To say that Emily Woolard, ’17, is a gifted student is an understatement. While at Meredith she has conducted undergraduate research within each of her three majors (psychology, biology, and public health); as a first-year student, she co-authored an article that was published in a journal; she studied abroad for five months in Copenhagen, completing a rigorous internship at an MRI research hospital; and she has developed a new protocol at the Environmental Protection Agency (EPA) where she interned and now holds as a position as a student contractor.
What is striking about Emily’s story is that unlike many other strong students, she didn’t know if she would be able to attend college. She spent winter break her senior year of high school filling out scholarship applications.
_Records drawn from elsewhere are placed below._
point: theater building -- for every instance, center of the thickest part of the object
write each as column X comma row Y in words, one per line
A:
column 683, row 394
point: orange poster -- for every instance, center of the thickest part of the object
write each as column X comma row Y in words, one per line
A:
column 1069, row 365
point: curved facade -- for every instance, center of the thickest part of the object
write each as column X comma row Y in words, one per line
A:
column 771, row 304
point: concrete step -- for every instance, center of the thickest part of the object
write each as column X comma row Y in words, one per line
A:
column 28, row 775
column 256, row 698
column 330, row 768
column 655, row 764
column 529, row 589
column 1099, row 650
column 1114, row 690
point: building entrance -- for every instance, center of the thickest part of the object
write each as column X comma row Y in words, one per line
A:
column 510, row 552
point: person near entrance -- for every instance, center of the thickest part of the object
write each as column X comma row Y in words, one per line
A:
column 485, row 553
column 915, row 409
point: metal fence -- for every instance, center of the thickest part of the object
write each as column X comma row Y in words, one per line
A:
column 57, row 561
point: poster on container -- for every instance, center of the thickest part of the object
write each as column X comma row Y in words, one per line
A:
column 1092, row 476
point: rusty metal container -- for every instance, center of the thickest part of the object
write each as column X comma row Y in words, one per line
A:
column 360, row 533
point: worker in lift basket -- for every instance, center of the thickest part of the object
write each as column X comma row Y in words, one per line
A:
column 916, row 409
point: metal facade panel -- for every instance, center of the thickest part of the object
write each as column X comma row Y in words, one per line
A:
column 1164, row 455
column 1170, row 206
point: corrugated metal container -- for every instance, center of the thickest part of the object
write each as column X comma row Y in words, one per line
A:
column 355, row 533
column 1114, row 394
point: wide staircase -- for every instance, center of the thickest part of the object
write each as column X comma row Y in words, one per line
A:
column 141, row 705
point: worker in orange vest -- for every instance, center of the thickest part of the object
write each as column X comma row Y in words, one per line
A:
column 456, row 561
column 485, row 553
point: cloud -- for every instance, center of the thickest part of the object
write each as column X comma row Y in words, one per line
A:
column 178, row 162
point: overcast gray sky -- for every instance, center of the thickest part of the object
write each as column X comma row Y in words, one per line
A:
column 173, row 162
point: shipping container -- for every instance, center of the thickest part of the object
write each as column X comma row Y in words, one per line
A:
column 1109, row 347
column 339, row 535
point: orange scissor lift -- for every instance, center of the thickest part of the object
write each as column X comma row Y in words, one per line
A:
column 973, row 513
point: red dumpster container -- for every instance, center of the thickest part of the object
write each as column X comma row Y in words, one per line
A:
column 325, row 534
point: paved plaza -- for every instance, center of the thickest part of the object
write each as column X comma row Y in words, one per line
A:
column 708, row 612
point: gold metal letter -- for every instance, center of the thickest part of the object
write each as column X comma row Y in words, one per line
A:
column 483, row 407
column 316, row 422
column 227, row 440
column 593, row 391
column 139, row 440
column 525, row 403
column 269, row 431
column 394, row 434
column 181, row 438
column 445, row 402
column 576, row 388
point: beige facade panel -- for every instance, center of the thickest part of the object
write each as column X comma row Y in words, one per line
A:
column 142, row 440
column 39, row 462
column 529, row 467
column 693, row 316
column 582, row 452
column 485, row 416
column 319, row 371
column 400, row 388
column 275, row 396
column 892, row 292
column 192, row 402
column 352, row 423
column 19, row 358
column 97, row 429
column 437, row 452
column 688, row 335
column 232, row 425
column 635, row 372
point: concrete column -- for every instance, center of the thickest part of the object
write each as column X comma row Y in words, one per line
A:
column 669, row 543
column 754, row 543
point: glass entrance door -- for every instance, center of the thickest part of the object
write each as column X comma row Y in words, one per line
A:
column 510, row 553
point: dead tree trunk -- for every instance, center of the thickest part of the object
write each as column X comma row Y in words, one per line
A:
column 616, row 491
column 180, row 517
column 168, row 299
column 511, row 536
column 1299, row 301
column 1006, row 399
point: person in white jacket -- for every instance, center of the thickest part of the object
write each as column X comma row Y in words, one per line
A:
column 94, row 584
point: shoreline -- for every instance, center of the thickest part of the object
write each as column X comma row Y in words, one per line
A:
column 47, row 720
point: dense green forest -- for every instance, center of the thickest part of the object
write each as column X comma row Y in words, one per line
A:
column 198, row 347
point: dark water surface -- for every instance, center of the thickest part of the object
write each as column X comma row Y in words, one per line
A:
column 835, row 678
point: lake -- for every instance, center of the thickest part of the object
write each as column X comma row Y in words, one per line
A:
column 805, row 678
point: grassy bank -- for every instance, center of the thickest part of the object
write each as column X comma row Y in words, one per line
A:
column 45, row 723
“In March, April, and May emails and letters started coming in and I realized it was going to work out,” said Emily.
Although attending Meredith was also somewhat serendipitous, it turned out to be the perfect place for her to build on her intellectual gifts. Supported by faculty mentors in each of her majors, she has explored a wide range of career and research options, both to determine exactly what her path should be, but also for the sheer love of learning.
In the latter category, she contracted a Medieval Latin course as part of a research project comparing Medieval and modern approaches to women’s health care. She became interested in the topic when she learned that medical research currently used is based on clinical trials of which 80 percent of subjects are male.
“I’m very feminist so I love this topic. The point I’m trying to make is Medieval health care was really not that different,” she said.
Every new experience has been one more opportunity for Emily to refine her goals and interests. At the EPA, working in a behavioral lab, she realized that she was drawn to a more biological approach to research. She described working on an NSF-funded program in a biophysics lab as a place where she “… learned programming skills, and was exposed to the intersection of biology and physics – it reinforced that I like the molecular levels of organisms.”
She chose to study abroad in Denmark in part because she thought she wanted to be a medical doctor. While conducting MRI research for her internship, Emily also took a health care class taught by doctors. She was given case studies of real patients and then talked to them face to face, learning hands-on aspects of health care such as suturing and inserting intravenous lines. In the end, she realized that her true passion lay outside of the health care field.
“Study abroad gave me the opportunity to put together all of these fields and understand what I wanted to do. I realized I didn’t want to be a medical doctor – it seemed like a lost cause to me. I couldn’t change the world – could hardly change people’s health. It felt like my impact would not be as great as it could be.”
After all of her experiences, Emily now knows she prefers a molecular approach to examining genetic material. She says it feels more fulfilling, that it comes closer to satiating her thirst for knowledge.
“It feels like it’s closer to unlocking the mysteries of our bodies.”
Not all that Emily has learned in college has been intellectual in nature. While in Copenhagen, she thrived on being surrounded by people from different cultures and regions.
“There were people from Japan, Italy, Australia, Portugal – it was so amazing to interact with all of these people and learn about their backgrounds.”
At Meredith, she has made close friends, both with her peers and with her faculty mentors. They’ve stood by her when she struggled to establish her independence and learned to put her college education first. She’s come to value giving back to her community – and the importance of being kind.
“I’ve become a lot nicer, being surrounded by nice people. I didn’t know how to be nice. When I look back I think, ‘Why was I like that?’”
After she graduates, Emily plans to attend graduate school to earn a Ph.D. in molecular and cellular biology – but first she wants to take a year off to earn some money and travel while she continues her efforts at the EPA.
“The relationships I’ve had with my faculty have been so important to me. It’s great to feel wanted – and I got that sense here,” said Emily. “My faculty make me feel like I can do anything.”